Numpy: find mean coordinate of points along line

I have a bunch of points in a 2D space which all reside on a line (polygon). How can I compute the mean coordinate of these points on the line?
I don't mean the centroid of the points in the 2D space (as #rth initially proposed in his answer), but the mean location of the points along the line on which they reside. So basically, I could transform the line to a 1D axis, compute the mean location in 1D, and transform the location of the mean back into the 2D space.
Maybe these are exactly the necessary steps, but I think (or hope) that there is a function in numpy/scipy which allows me to do this in one step.
Edit: The approach you describe in the question is indeed probably the simplest way for solving this problem.
Here is an implementation that calculates the positions of vertices along the line in 1D, takes their mean, and finally calculates the corresponding 2D position with parametric interpolation,
import numpy as np
from scipy.interpolate import splprep, splev
vert = np.random.randn(1000, 2) # vertices definition here
# calculate the Euclidean distances between consecutive vertices
# equivalent to a for loop with
# dl[i] = ((vert[i+1, 0] - vert[i, 0])**2 + (vert[i+1,1] - vert[i,1])**2)**0.5
dl = (np.diff(vert, axis=0)**2).sum(axis=1)**0.5
# pad with 0, so dl.shape[0] == vert.shape[0] for convenience
dl = np.insert(dl, 0, 0.0)
l = np.cumsum(dl) # 1D coordinates along the line
l_mean = np.mean(l) # mean in the line coordinates
# calculate the coordinate of l_mean in 2D space
# with parametric B-spline interpolation
tck, _ = splprep(x=vert.T, u=l, k=3)
res = splev(l_mean, tck)
print(res)
Edit2: Assuming now that you have a high resolution set of points for your path vert_full and some approximate measurements vert_1, vert_2, etc, what you could do is the following.
Project each points of vert_1, etc. onto the exact path.
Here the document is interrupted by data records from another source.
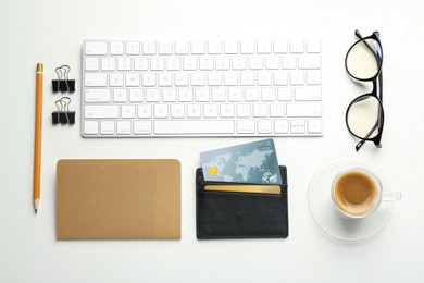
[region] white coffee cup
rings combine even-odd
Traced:
[[[338,173],[332,184],[332,200],[337,212],[361,219],[377,210],[382,201],[400,200],[400,192],[385,193],[382,182],[370,171],[352,168]]]

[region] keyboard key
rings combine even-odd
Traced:
[[[116,119],[120,116],[120,107],[119,106],[85,106],[84,107],[84,118],[95,119],[95,118],[110,118]]]
[[[299,57],[299,69],[321,69],[321,57],[320,56]]]
[[[102,71],[115,71],[115,59],[114,58],[102,58],[101,59]]]
[[[148,71],[149,60],[146,57],[138,57],[134,59],[134,70],[136,71]]]
[[[234,118],[234,104],[221,104],[221,118]]]
[[[234,57],[233,58],[233,70],[246,70],[247,69],[246,57]]]
[[[321,116],[321,103],[288,103],[287,116]]]
[[[242,101],[242,89],[240,87],[228,88],[228,101],[229,102],[241,102]]]
[[[291,87],[279,87],[278,91],[278,101],[291,101]]]
[[[136,89],[129,89],[129,101],[130,102],[142,102],[144,94],[142,89],[136,88]]]
[[[153,109],[154,118],[167,118],[167,104],[154,104]]]
[[[154,41],[142,41],[142,54],[154,56],[157,53],[157,42]]]
[[[209,89],[197,88],[196,89],[196,102],[209,102]]]
[[[164,88],[162,90],[162,100],[163,100],[163,102],[175,102],[176,101],[176,89],[175,88]]]
[[[238,120],[237,133],[238,134],[253,134],[254,133],[254,120]]]
[[[292,86],[301,86],[304,85],[304,73],[303,72],[291,72],[290,73],[290,84]]]
[[[157,75],[152,73],[142,73],[141,75],[141,85],[142,86],[155,86],[157,85]]]
[[[107,73],[86,73],[84,79],[85,86],[108,86]]]
[[[84,134],[97,135],[99,134],[99,122],[98,121],[84,121]]]
[[[199,69],[201,71],[212,71],[214,67],[212,57],[200,57],[199,58]]]
[[[137,116],[138,118],[151,118],[152,110],[151,104],[138,104]]]
[[[237,116],[238,118],[250,118],[251,116],[251,108],[248,103],[239,103],[236,107]]]
[[[237,72],[226,72],[224,74],[224,85],[238,86],[238,73]]]
[[[321,87],[296,87],[295,99],[297,101],[320,101]]]
[[[226,100],[225,88],[212,88],[212,101],[224,102]]]
[[[109,75],[110,86],[124,86],[124,73],[111,73]]]
[[[184,104],[171,104],[171,118],[184,118]]]
[[[126,102],[128,100],[127,96],[127,90],[124,88],[113,89],[113,102]]]
[[[187,106],[188,118],[201,118],[201,104],[188,104]]]
[[[191,53],[192,54],[204,54],[205,53],[204,41],[192,41],[191,42]]]
[[[270,54],[272,50],[272,44],[270,40],[258,41],[258,54]]]
[[[121,116],[124,119],[136,118],[136,106],[135,104],[124,104],[121,107]]]
[[[116,122],[116,134],[119,134],[119,135],[132,134],[132,122],[130,121],[117,121]]]
[[[192,102],[194,94],[191,88],[182,88],[178,90],[179,102]]]
[[[188,73],[175,73],[175,86],[188,86]]]
[[[321,52],[321,41],[319,39],[309,39],[307,41],[307,52],[308,53],[320,53]]]
[[[138,73],[125,74],[126,86],[140,86],[140,75]]]
[[[98,71],[100,67],[100,60],[97,57],[86,58],[85,69],[86,71]]]
[[[158,85],[159,86],[172,86],[172,74],[171,73],[159,73]]]
[[[285,106],[283,103],[272,103],[270,104],[270,116],[283,118],[284,110],[285,110]]]
[[[115,133],[115,121],[107,120],[100,122],[100,134],[113,135]]]
[[[87,41],[86,56],[105,56],[108,54],[108,42],[105,41]]]
[[[262,57],[250,57],[249,58],[249,69],[250,70],[261,70],[263,67]]]
[[[253,54],[255,51],[254,41],[242,40],[240,44],[241,54]]]
[[[222,74],[217,73],[217,72],[208,73],[208,85],[221,86],[222,85]]]
[[[176,41],[175,42],[175,54],[186,56],[188,54],[188,41]]]
[[[117,70],[119,71],[130,71],[132,70],[132,59],[129,57],[121,57],[117,59]]]
[[[275,101],[276,100],[275,88],[273,87],[262,88],[261,97],[262,97],[262,101]]]
[[[278,119],[274,121],[274,132],[275,134],[288,134],[288,120]]]
[[[159,42],[159,54],[171,56],[173,52],[172,41],[160,41]]]
[[[183,59],[183,70],[196,71],[197,70],[197,57],[185,57]]]
[[[204,118],[217,118],[217,104],[203,104]]]
[[[166,69],[169,71],[179,71],[182,69],[182,60],[179,57],[166,58]]]
[[[283,69],[294,70],[297,66],[297,59],[294,56],[283,56]]]
[[[274,85],[286,86],[288,84],[287,72],[275,72],[274,73]]]
[[[270,119],[258,120],[258,133],[259,134],[271,134],[272,133],[272,121]]]
[[[152,71],[165,70],[165,59],[162,57],[150,58],[150,70],[152,70]]]
[[[321,134],[323,132],[323,122],[319,119],[308,120],[308,132],[310,134]]]
[[[264,104],[264,103],[253,104],[253,116],[254,118],[266,118],[267,116],[267,104]]]
[[[221,41],[211,40],[208,42],[208,53],[209,54],[221,54],[222,53],[222,45]]]
[[[140,54],[140,42],[139,41],[128,41],[126,42],[125,51],[127,56],[138,56]]]
[[[152,132],[151,121],[136,120],[133,128],[136,135],[150,135]]]
[[[265,69],[266,70],[278,70],[279,69],[279,59],[276,56],[266,57],[265,59]]]
[[[259,101],[259,91],[260,89],[257,87],[247,87],[245,90],[245,99],[246,101]]]
[[[226,71],[229,70],[229,57],[216,57],[215,59],[216,70]]]
[[[288,52],[287,40],[274,40],[274,53],[283,54]]]
[[[290,41],[290,53],[303,53],[304,42],[303,40],[294,39]]]
[[[224,53],[225,54],[237,54],[238,53],[238,42],[236,40],[227,40],[224,42]]]
[[[111,89],[108,88],[86,88],[84,91],[86,102],[110,102]]]
[[[113,41],[110,44],[111,56],[123,56],[124,54],[124,42]]]
[[[161,90],[158,88],[146,89],[146,101],[147,102],[159,102],[161,101]]]
[[[321,72],[310,71],[307,74],[308,85],[321,85]]]
[[[233,134],[234,121],[227,120],[158,120],[154,134],[158,135],[220,135]]]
Assuming that vert_full has much more datapoints than vert_1, we can simply look for the nearest neighbours of vert_1 in vert_full:
from scipy.spatial import cKDTree
tr = cKDTree(vert_full)
d, idx = tr.query(vert_1, k=1)
vert_1_proj = vert_full[idx] # this gives the projected corrdinates onto vert_full
# I have not actually run this, so it might require minor changes
Use the above mean calculation with the new vert_1_proj vector.
Meanwhile I've found the answer to my question, although using Shapely instead of Numpy.
from shapely.geometry import LineString, Point
# lists of points as (x,y) tuples
path_xy = [...]
points_xy = [...] # should be on or near path
path = LineString(path_xy) # create path object
pts = [Point(p) for p in points_xy] # create point objects
dist = [path.project(p) for p in pts] # distances along path
mean_dist = np.mean(dist) # mean distance along path
mean = path.interpolate(mean_dist) # mean point
mean_xy = (mean.x,mean.y)
This works perfectly!
(That's is also why I have to accept it as the answer, though I highly appreciate #rth's help!)